Ogm: Fai, nessun rischio contaminazione per il miele italiano

”Paventare il rischio di contaminazione Ogm nei prodotti dell’alveare costituisce un atto di assoluta irresponsabilita’ a danno dell’intera filiera apistica nazionale”. Cosi’ Raffaele Cirone, presidente della Fai-Federazione apicoltori italiani, commenta il parere dell’Avvocato generale della Corte di giustizia dell’Unione europea per il quale, se un miele contiene polline proveniente da un mais Ogm, prima di essere immesso sul mercato deve ricevere l’autorizzazione. ”I toni allarmistici che si stanno levando – prosegue il presidente dell’organizzazione degli apicoltori italiani – denotano intenti di strumentalizzazione, tesi a sostenere posizioni contrarie all’impiego di Ogm in agricoltura, che nulla hanno a che fare con le problematiche dell’apicoltura e con la qualita’ dei prodotti apistici made in Italy”. ”Nel nostro Paese – ricorda ancora Cirone – non e’ autorizzata la coltivazione di mais Ogm e non c’e’ pertanto alcun rischio di contaminazione per il miele e per il polline prodotti in Italia.
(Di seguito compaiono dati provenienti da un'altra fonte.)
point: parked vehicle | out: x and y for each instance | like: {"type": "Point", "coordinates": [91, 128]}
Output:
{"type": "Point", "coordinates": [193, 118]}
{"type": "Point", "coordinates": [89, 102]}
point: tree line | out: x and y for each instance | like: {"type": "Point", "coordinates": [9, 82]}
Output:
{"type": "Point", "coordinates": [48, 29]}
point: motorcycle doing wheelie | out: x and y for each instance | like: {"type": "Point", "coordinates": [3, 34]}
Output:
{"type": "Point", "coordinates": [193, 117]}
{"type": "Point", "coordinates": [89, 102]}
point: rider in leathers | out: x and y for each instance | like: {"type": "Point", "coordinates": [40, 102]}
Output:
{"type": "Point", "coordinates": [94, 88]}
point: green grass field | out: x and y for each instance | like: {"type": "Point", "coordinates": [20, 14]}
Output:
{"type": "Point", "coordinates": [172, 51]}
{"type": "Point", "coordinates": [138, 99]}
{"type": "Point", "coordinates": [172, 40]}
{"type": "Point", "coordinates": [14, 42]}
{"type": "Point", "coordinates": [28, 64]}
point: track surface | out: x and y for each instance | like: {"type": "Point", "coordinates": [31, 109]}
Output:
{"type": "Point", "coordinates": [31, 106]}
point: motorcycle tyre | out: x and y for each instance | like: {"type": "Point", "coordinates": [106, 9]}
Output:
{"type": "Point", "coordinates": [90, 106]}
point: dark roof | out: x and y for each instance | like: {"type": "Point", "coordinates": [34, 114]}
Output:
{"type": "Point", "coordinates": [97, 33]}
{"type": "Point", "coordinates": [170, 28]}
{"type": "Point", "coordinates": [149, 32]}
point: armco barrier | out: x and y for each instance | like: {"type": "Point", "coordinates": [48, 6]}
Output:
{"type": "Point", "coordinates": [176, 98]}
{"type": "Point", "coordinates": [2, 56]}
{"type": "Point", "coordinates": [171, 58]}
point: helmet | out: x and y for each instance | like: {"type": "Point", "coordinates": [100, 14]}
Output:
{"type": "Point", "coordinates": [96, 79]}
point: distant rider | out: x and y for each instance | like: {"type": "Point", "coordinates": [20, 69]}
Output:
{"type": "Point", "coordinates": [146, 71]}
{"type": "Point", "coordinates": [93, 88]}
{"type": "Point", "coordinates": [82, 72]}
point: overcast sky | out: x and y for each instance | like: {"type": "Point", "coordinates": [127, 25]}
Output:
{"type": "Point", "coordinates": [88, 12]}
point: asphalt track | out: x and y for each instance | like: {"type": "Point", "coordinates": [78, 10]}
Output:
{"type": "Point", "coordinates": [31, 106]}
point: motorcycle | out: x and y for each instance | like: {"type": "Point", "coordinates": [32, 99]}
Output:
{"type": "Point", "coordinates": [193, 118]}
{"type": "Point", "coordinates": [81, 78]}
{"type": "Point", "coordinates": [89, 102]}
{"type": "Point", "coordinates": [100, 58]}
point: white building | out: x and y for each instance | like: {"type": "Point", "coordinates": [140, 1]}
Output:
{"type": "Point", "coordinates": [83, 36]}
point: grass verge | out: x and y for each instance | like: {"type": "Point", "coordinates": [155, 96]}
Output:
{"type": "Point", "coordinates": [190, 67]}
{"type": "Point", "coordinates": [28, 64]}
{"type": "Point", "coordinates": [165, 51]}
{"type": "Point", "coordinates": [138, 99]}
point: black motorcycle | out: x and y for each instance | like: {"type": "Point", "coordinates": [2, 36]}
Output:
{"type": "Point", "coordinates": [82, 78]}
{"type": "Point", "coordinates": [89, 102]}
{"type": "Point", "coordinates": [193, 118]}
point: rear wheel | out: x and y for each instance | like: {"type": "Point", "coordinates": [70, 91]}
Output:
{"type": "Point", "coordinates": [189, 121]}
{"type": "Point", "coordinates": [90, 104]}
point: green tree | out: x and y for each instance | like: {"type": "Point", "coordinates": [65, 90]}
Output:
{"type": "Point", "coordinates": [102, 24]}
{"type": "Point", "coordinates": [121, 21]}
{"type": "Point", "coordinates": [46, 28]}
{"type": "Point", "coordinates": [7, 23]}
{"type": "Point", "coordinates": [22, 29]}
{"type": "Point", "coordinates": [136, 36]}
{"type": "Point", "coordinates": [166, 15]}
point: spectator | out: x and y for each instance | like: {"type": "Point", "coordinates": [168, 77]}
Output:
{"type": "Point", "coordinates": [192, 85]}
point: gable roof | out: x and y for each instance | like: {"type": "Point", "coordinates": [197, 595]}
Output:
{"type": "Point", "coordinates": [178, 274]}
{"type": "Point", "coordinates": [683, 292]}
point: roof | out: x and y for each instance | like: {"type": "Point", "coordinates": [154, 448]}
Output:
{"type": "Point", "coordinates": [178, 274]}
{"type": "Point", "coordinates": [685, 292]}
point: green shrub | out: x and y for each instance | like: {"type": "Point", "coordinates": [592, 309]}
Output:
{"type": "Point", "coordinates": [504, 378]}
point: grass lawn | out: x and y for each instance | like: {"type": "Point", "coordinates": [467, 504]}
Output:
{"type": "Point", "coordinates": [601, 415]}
La qualita’ della nostra filiera apistica e’ tra le piu’ alte e controllate di tutta l’Unione europea e risulta del tutto ingiustificato e dannoso, per gli apicoltori italiani, fomentare preoccupazioni tra i consumatori”. Secondo la Fai, inoltre, il miele di importazione, proveniente da Paesi in cui e’ autorizzata e diffusa la coltivazione della varieta’ di mais geneticamente modificato (Usa, Canada, Brasile, Argentina) viene sottoposto alla pratica dell’ultrafiltrazione (ammessa dall’Unione europea) che, di fatto, elimina dal miele ogni particella a rischio. (ANSA).